A report by the standing committee said the 75-year-old Xu betrayed his people and position when he quietly slipped out of Hong Kong last April, only to surface in the United States, Xinhua said.

'Xu Jiatun ... left China and went abroad on April 30, 1990, without authorization, and has not yet returned,' Xinhua quoted the NPC report as saying.

'Xu has betrayed the people, caused extremely bad consequences both at home and abroad, and betrayed the basic conditions expected of an NPC deputy,' it said.

Xu, a one-time associate of senior leader Deng Xiaoping, had been elected to the nominal legislature by the Canton People's Congress.

For seven years until his retirement in February 1990, Xu was China's top representative to Hong Kong, serving as head of the Xinhua news agency's Hong Kong bureau and winning friends in Hong Kong political and business circles.

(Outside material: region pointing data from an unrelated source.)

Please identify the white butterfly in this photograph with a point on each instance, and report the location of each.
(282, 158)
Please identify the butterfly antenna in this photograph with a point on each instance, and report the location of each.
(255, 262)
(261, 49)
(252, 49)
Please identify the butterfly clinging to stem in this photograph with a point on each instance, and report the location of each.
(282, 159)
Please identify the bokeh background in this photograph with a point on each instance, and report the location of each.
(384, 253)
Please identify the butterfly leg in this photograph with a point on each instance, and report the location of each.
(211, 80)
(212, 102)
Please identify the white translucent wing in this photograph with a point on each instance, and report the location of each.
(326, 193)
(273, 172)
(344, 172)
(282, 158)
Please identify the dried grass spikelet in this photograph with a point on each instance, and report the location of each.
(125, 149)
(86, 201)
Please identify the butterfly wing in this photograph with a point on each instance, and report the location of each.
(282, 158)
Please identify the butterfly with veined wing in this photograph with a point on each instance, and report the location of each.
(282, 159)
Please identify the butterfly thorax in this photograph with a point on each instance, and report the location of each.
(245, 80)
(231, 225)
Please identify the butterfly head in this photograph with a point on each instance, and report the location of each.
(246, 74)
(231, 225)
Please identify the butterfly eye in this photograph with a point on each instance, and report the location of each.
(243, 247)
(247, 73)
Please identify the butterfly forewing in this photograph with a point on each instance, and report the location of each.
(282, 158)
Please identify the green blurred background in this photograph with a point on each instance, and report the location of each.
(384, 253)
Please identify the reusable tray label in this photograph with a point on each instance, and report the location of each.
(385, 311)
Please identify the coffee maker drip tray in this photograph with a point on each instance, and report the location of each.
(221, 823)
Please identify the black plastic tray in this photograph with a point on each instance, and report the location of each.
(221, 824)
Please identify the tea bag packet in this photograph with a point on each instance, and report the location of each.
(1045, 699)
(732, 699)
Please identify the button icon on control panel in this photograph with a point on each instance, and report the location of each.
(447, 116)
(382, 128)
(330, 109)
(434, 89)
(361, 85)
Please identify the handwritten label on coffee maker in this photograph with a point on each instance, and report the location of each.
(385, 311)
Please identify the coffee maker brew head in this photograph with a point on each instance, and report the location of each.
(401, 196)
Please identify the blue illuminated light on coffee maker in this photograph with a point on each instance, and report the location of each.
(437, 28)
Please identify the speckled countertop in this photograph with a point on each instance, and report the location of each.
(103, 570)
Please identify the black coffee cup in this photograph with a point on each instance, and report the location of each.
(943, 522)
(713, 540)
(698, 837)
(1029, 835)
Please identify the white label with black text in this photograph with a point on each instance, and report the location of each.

The Xinhua office acts as Beijing's unofficial consulate to the British colony and represents the Chinese Foreign Ministry.

Xu slipped quietly out of Hong Kong in April after learning of a Chinese government investigation of his political conduct during the pro-democracy demonstrations that stunned China and the world in spring 1989.

Xu is believed to have approved -- or at least not intervened -- when Xinhua staff members in Hong Kong expressed public support during the massive 1989 protests, which erupted in Beijing and spawned sympathy demonstrations in Hong Kong. Some Xinhua staffers even joined the Hong Kong marches.

Xu surfaced at a Buddhist retreat outside Los Angeles and has maintained a low profile during his nine months of exile.

The official investigation reportedly also focused on Xu's financial and real estate dealings while he was serving in Hong Kong.

Chinese sources have said embarrassed government officials viewed Xu's travel to the United States as 'somewhere between an unauthorized trip and a defection,' and long offered the official explanation that Xu had left China for 'travel and rest.'

Clearly Xu has rebuffed behind-the-scenes entreaties to return to China.

Ironically, during his tenure Xu had been Beijing's chief voice of reassurance to the colony's nearly 6 million people over worries about their future after Britain returns sovereignty to China in 1997.